It is the integers modulo 2.
\mathbb{Z} is the set of integers, and 2\mathbb{Z} is the set of even integers, and \mathbb{Z}/\mathbb{2Z} is the set of integers modulo the ideal of even integers.
The notation A/B crops up all over the place in many different contexts, so here's a general explanation of roughly what it means:
A is some structure (in this case a ring, but it could be a group, a Lie algebra, a topological space...) and B is some special substructure of A (or in some contexts sometimes an equivalence relation on A). A/B is what you get when you regard the members of B as being equivalent. The exact definition depends somewhat on context. So in this case, we regard all the even integers as equivalent and by extension all the odd integers as equivalent, leaving just two elements in \mathbb{Z}/(2\mathbb{Z}): the set of odd integers and the set of even integers (the equivalence classes).

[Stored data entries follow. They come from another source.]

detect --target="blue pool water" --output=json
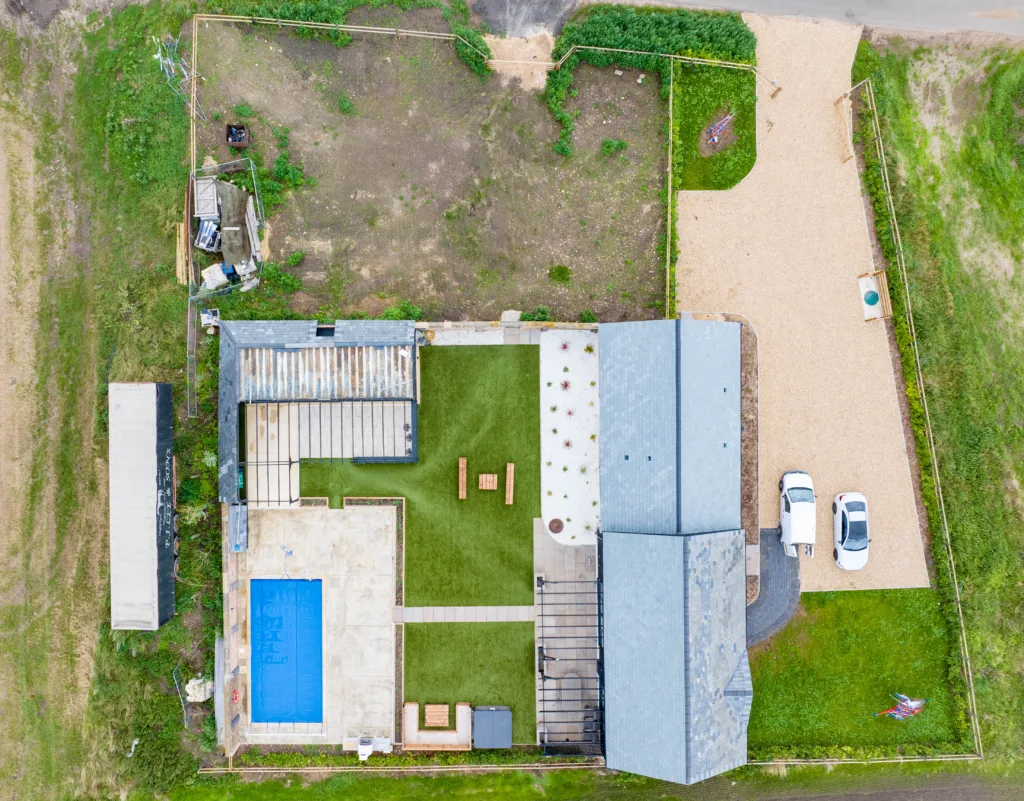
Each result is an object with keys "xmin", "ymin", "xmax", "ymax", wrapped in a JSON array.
[{"xmin": 250, "ymin": 578, "xmax": 323, "ymax": 723}]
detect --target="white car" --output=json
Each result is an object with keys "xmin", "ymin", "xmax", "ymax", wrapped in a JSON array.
[
  {"xmin": 833, "ymin": 492, "xmax": 870, "ymax": 570},
  {"xmin": 779, "ymin": 471, "xmax": 816, "ymax": 558}
]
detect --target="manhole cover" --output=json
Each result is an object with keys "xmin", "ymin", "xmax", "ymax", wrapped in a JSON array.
[{"xmin": 548, "ymin": 519, "xmax": 564, "ymax": 534}]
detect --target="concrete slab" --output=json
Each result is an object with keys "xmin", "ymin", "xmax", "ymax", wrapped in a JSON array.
[{"xmin": 241, "ymin": 507, "xmax": 396, "ymax": 744}]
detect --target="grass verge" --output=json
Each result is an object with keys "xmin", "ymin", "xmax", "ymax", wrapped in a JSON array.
[
  {"xmin": 852, "ymin": 40, "xmax": 1024, "ymax": 757},
  {"xmin": 301, "ymin": 345, "xmax": 540, "ymax": 606},
  {"xmin": 748, "ymin": 590, "xmax": 961, "ymax": 758},
  {"xmin": 404, "ymin": 622, "xmax": 537, "ymax": 744}
]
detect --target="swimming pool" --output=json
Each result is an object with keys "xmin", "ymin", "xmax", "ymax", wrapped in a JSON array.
[{"xmin": 250, "ymin": 578, "xmax": 323, "ymax": 723}]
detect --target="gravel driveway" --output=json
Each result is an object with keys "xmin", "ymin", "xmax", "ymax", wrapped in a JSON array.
[{"xmin": 675, "ymin": 14, "xmax": 929, "ymax": 592}]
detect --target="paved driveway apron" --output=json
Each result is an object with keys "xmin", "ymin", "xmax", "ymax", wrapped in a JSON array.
[{"xmin": 675, "ymin": 14, "xmax": 929, "ymax": 592}]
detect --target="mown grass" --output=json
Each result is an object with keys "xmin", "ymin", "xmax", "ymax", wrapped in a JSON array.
[
  {"xmin": 672, "ymin": 64, "xmax": 756, "ymax": 189},
  {"xmin": 748, "ymin": 590, "xmax": 960, "ymax": 758},
  {"xmin": 301, "ymin": 346, "xmax": 540, "ymax": 606},
  {"xmin": 404, "ymin": 622, "xmax": 537, "ymax": 744},
  {"xmin": 853, "ymin": 41, "xmax": 1024, "ymax": 756}
]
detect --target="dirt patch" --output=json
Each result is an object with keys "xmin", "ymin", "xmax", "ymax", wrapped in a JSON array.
[
  {"xmin": 698, "ymin": 108, "xmax": 737, "ymax": 157},
  {"xmin": 194, "ymin": 9, "xmax": 667, "ymax": 321},
  {"xmin": 484, "ymin": 31, "xmax": 553, "ymax": 92}
]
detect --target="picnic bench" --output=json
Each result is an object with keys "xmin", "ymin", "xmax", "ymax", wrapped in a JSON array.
[
  {"xmin": 505, "ymin": 463, "xmax": 515, "ymax": 505},
  {"xmin": 425, "ymin": 704, "xmax": 450, "ymax": 728},
  {"xmin": 458, "ymin": 457, "xmax": 467, "ymax": 500},
  {"xmin": 479, "ymin": 473, "xmax": 498, "ymax": 491}
]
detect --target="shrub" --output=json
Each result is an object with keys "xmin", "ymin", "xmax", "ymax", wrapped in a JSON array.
[
  {"xmin": 286, "ymin": 250, "xmax": 305, "ymax": 266},
  {"xmin": 601, "ymin": 138, "xmax": 628, "ymax": 156},
  {"xmin": 520, "ymin": 306, "xmax": 552, "ymax": 322},
  {"xmin": 232, "ymin": 103, "xmax": 254, "ymax": 118},
  {"xmin": 453, "ymin": 25, "xmax": 491, "ymax": 77},
  {"xmin": 380, "ymin": 299, "xmax": 422, "ymax": 321},
  {"xmin": 338, "ymin": 91, "xmax": 355, "ymax": 115},
  {"xmin": 580, "ymin": 309, "xmax": 598, "ymax": 323}
]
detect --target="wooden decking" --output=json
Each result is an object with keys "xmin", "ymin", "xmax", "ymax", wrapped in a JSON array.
[
  {"xmin": 424, "ymin": 704, "xmax": 450, "ymax": 728},
  {"xmin": 478, "ymin": 473, "xmax": 498, "ymax": 491},
  {"xmin": 505, "ymin": 463, "xmax": 515, "ymax": 505},
  {"xmin": 458, "ymin": 457, "xmax": 467, "ymax": 500}
]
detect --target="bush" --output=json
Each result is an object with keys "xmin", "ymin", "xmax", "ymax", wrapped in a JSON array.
[
  {"xmin": 232, "ymin": 103, "xmax": 254, "ymax": 118},
  {"xmin": 601, "ymin": 138, "xmax": 628, "ymax": 156},
  {"xmin": 337, "ymin": 91, "xmax": 355, "ymax": 115},
  {"xmin": 520, "ymin": 306, "xmax": 552, "ymax": 322},
  {"xmin": 453, "ymin": 25, "xmax": 491, "ymax": 77},
  {"xmin": 579, "ymin": 309, "xmax": 598, "ymax": 323},
  {"xmin": 286, "ymin": 250, "xmax": 305, "ymax": 266},
  {"xmin": 380, "ymin": 298, "xmax": 422, "ymax": 321},
  {"xmin": 199, "ymin": 711, "xmax": 218, "ymax": 752}
]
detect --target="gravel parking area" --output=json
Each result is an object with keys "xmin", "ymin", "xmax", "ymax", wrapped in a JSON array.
[{"xmin": 675, "ymin": 15, "xmax": 928, "ymax": 592}]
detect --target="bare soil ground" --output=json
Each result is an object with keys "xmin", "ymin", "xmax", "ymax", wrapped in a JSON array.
[
  {"xmin": 675, "ymin": 14, "xmax": 929, "ymax": 593},
  {"xmin": 193, "ymin": 7, "xmax": 667, "ymax": 321}
]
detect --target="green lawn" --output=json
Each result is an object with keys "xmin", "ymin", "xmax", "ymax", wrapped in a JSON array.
[
  {"xmin": 748, "ymin": 590, "xmax": 963, "ymax": 757},
  {"xmin": 301, "ymin": 345, "xmax": 540, "ymax": 606},
  {"xmin": 672, "ymin": 64, "xmax": 756, "ymax": 190},
  {"xmin": 404, "ymin": 623, "xmax": 537, "ymax": 744}
]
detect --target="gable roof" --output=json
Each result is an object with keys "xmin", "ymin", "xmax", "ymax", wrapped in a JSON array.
[
  {"xmin": 598, "ymin": 317, "xmax": 751, "ymax": 785},
  {"xmin": 602, "ymin": 529, "xmax": 752, "ymax": 785},
  {"xmin": 598, "ymin": 318, "xmax": 741, "ymax": 536}
]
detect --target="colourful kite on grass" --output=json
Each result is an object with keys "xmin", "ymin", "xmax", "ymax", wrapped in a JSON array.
[{"xmin": 875, "ymin": 693, "xmax": 928, "ymax": 720}]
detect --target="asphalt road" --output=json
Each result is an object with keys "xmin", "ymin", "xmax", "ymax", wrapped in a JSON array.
[{"xmin": 671, "ymin": 1, "xmax": 1024, "ymax": 36}]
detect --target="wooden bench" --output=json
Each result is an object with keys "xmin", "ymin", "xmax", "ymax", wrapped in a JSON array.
[
  {"xmin": 505, "ymin": 463, "xmax": 515, "ymax": 505},
  {"xmin": 424, "ymin": 704, "xmax": 450, "ymax": 728},
  {"xmin": 478, "ymin": 473, "xmax": 498, "ymax": 491},
  {"xmin": 458, "ymin": 458, "xmax": 467, "ymax": 500}
]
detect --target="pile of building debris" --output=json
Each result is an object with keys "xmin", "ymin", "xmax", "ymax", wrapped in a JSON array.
[{"xmin": 193, "ymin": 175, "xmax": 263, "ymax": 293}]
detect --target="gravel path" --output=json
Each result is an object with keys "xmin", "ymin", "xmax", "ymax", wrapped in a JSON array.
[{"xmin": 675, "ymin": 14, "xmax": 929, "ymax": 592}]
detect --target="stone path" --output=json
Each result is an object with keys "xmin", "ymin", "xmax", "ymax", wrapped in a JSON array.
[
  {"xmin": 746, "ymin": 529, "xmax": 801, "ymax": 647},
  {"xmin": 397, "ymin": 606, "xmax": 535, "ymax": 623}
]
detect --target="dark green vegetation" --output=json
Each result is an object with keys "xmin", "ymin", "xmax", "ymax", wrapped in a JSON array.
[
  {"xmin": 748, "ymin": 590, "xmax": 961, "ymax": 758},
  {"xmin": 852, "ymin": 42, "xmax": 1024, "ymax": 758},
  {"xmin": 548, "ymin": 264, "xmax": 573, "ymax": 285},
  {"xmin": 302, "ymin": 346, "xmax": 540, "ymax": 606},
  {"xmin": 223, "ymin": 0, "xmax": 491, "ymax": 74},
  {"xmin": 404, "ymin": 623, "xmax": 537, "ymax": 743},
  {"xmin": 546, "ymin": 5, "xmax": 756, "ymax": 157},
  {"xmin": 672, "ymin": 65, "xmax": 756, "ymax": 189},
  {"xmin": 157, "ymin": 760, "xmax": 1024, "ymax": 800}
]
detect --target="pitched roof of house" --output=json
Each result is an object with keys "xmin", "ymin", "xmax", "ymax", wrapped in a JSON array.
[{"xmin": 598, "ymin": 317, "xmax": 751, "ymax": 785}]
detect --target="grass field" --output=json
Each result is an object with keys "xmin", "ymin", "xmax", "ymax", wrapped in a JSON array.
[
  {"xmin": 301, "ymin": 345, "xmax": 540, "ymax": 606},
  {"xmin": 853, "ymin": 42, "xmax": 1024, "ymax": 756},
  {"xmin": 672, "ymin": 64, "xmax": 757, "ymax": 190},
  {"xmin": 748, "ymin": 590, "xmax": 961, "ymax": 756},
  {"xmin": 404, "ymin": 623, "xmax": 537, "ymax": 744}
]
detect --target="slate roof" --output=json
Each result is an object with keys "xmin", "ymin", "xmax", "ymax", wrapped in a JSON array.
[
  {"xmin": 602, "ymin": 529, "xmax": 751, "ymax": 785},
  {"xmin": 218, "ymin": 320, "xmax": 416, "ymax": 502},
  {"xmin": 598, "ymin": 319, "xmax": 741, "ymax": 535},
  {"xmin": 598, "ymin": 317, "xmax": 751, "ymax": 785}
]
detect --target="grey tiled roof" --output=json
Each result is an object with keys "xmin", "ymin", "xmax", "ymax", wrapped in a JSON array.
[
  {"xmin": 678, "ymin": 319, "xmax": 741, "ymax": 534},
  {"xmin": 602, "ymin": 529, "xmax": 751, "ymax": 785},
  {"xmin": 599, "ymin": 318, "xmax": 750, "ymax": 785},
  {"xmin": 217, "ymin": 319, "xmax": 416, "ymax": 502},
  {"xmin": 598, "ymin": 321, "xmax": 679, "ymax": 534},
  {"xmin": 598, "ymin": 319, "xmax": 741, "ymax": 536}
]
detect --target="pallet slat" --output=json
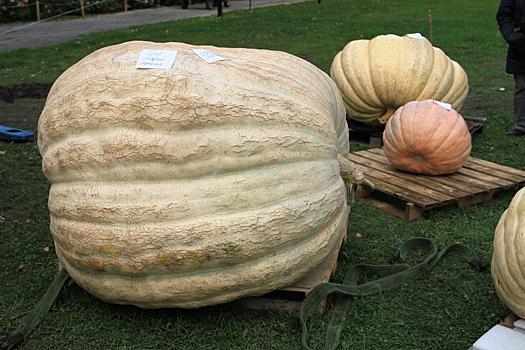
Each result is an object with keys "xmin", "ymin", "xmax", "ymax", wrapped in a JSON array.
[
  {"xmin": 360, "ymin": 149, "xmax": 516, "ymax": 190},
  {"xmin": 348, "ymin": 148, "xmax": 525, "ymax": 221},
  {"xmin": 463, "ymin": 161, "xmax": 525, "ymax": 183},
  {"xmin": 354, "ymin": 164, "xmax": 456, "ymax": 206},
  {"xmin": 353, "ymin": 150, "xmax": 478, "ymax": 198},
  {"xmin": 468, "ymin": 157, "xmax": 525, "ymax": 177},
  {"xmin": 451, "ymin": 167, "xmax": 512, "ymax": 189}
]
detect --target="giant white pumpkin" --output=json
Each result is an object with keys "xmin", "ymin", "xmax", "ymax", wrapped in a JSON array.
[
  {"xmin": 38, "ymin": 41, "xmax": 356, "ymax": 309},
  {"xmin": 330, "ymin": 34, "xmax": 469, "ymax": 125},
  {"xmin": 492, "ymin": 187, "xmax": 525, "ymax": 318}
]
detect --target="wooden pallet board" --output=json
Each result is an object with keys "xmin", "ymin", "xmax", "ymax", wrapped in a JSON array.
[
  {"xmin": 465, "ymin": 115, "xmax": 488, "ymax": 136},
  {"xmin": 348, "ymin": 115, "xmax": 487, "ymax": 147},
  {"xmin": 348, "ymin": 148, "xmax": 525, "ymax": 221},
  {"xmin": 348, "ymin": 127, "xmax": 384, "ymax": 147}
]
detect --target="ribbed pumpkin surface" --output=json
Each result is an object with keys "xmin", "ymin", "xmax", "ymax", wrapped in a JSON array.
[
  {"xmin": 38, "ymin": 41, "xmax": 350, "ymax": 308},
  {"xmin": 330, "ymin": 34, "xmax": 469, "ymax": 125},
  {"xmin": 382, "ymin": 100, "xmax": 471, "ymax": 176},
  {"xmin": 492, "ymin": 187, "xmax": 525, "ymax": 318}
]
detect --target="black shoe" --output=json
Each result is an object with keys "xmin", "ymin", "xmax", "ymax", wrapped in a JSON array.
[{"xmin": 507, "ymin": 129, "xmax": 525, "ymax": 137}]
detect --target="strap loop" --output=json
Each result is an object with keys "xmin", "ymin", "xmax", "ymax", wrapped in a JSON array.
[{"xmin": 299, "ymin": 238, "xmax": 487, "ymax": 350}]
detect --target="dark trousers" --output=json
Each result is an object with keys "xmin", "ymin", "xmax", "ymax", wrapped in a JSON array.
[{"xmin": 514, "ymin": 73, "xmax": 525, "ymax": 131}]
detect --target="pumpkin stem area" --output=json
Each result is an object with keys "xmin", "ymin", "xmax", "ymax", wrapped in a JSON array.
[
  {"xmin": 413, "ymin": 154, "xmax": 425, "ymax": 162},
  {"xmin": 378, "ymin": 108, "xmax": 396, "ymax": 124}
]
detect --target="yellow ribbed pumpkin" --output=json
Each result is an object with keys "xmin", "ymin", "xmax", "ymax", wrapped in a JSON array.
[
  {"xmin": 38, "ymin": 41, "xmax": 357, "ymax": 309},
  {"xmin": 330, "ymin": 34, "xmax": 469, "ymax": 125},
  {"xmin": 492, "ymin": 187, "xmax": 525, "ymax": 318}
]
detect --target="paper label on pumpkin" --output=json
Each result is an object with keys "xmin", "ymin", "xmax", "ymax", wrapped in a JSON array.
[
  {"xmin": 135, "ymin": 50, "xmax": 178, "ymax": 69},
  {"xmin": 193, "ymin": 49, "xmax": 228, "ymax": 63},
  {"xmin": 407, "ymin": 33, "xmax": 424, "ymax": 40},
  {"xmin": 433, "ymin": 100, "xmax": 452, "ymax": 110}
]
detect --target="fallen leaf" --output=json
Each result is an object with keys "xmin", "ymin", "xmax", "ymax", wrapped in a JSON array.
[
  {"xmin": 356, "ymin": 233, "xmax": 363, "ymax": 238},
  {"xmin": 0, "ymin": 150, "xmax": 5, "ymax": 155},
  {"xmin": 43, "ymin": 246, "xmax": 50, "ymax": 252}
]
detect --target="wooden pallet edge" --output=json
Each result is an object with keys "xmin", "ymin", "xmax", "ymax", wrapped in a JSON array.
[
  {"xmin": 358, "ymin": 171, "xmax": 454, "ymax": 208},
  {"xmin": 351, "ymin": 149, "xmax": 518, "ymax": 220},
  {"xmin": 467, "ymin": 157, "xmax": 525, "ymax": 179},
  {"xmin": 464, "ymin": 115, "xmax": 487, "ymax": 136},
  {"xmin": 348, "ymin": 156, "xmax": 469, "ymax": 207},
  {"xmin": 356, "ymin": 185, "xmax": 425, "ymax": 221},
  {"xmin": 354, "ymin": 149, "xmax": 524, "ymax": 192},
  {"xmin": 464, "ymin": 115, "xmax": 487, "ymax": 122},
  {"xmin": 232, "ymin": 297, "xmax": 303, "ymax": 313},
  {"xmin": 348, "ymin": 128, "xmax": 383, "ymax": 147},
  {"xmin": 357, "ymin": 182, "xmax": 513, "ymax": 221}
]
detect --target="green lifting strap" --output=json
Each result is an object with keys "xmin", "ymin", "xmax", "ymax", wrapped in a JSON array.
[
  {"xmin": 1, "ymin": 268, "xmax": 71, "ymax": 350},
  {"xmin": 299, "ymin": 237, "xmax": 488, "ymax": 350}
]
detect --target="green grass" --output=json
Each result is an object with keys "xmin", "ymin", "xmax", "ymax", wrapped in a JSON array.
[{"xmin": 0, "ymin": 0, "xmax": 522, "ymax": 349}]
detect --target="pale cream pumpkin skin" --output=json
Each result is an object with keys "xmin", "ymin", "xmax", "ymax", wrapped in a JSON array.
[
  {"xmin": 330, "ymin": 34, "xmax": 469, "ymax": 125},
  {"xmin": 382, "ymin": 100, "xmax": 471, "ymax": 175},
  {"xmin": 38, "ymin": 41, "xmax": 351, "ymax": 309},
  {"xmin": 492, "ymin": 187, "xmax": 525, "ymax": 319}
]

More generally, we could take the set \mathbb{Z}/(n\mathbb{Z})=\{[0],[1],\ldots,[n-1]\}, where the square brackets mean 'equivalence class of', so [k] = \{\ldots, k-2n, k-n,k,k+n,k+2n,\ldots\} as the integers modulo n.
Hope that's useful; it's hard to know what level to pitch it at. If you want more details or less jargon I'll be happy to rephrase.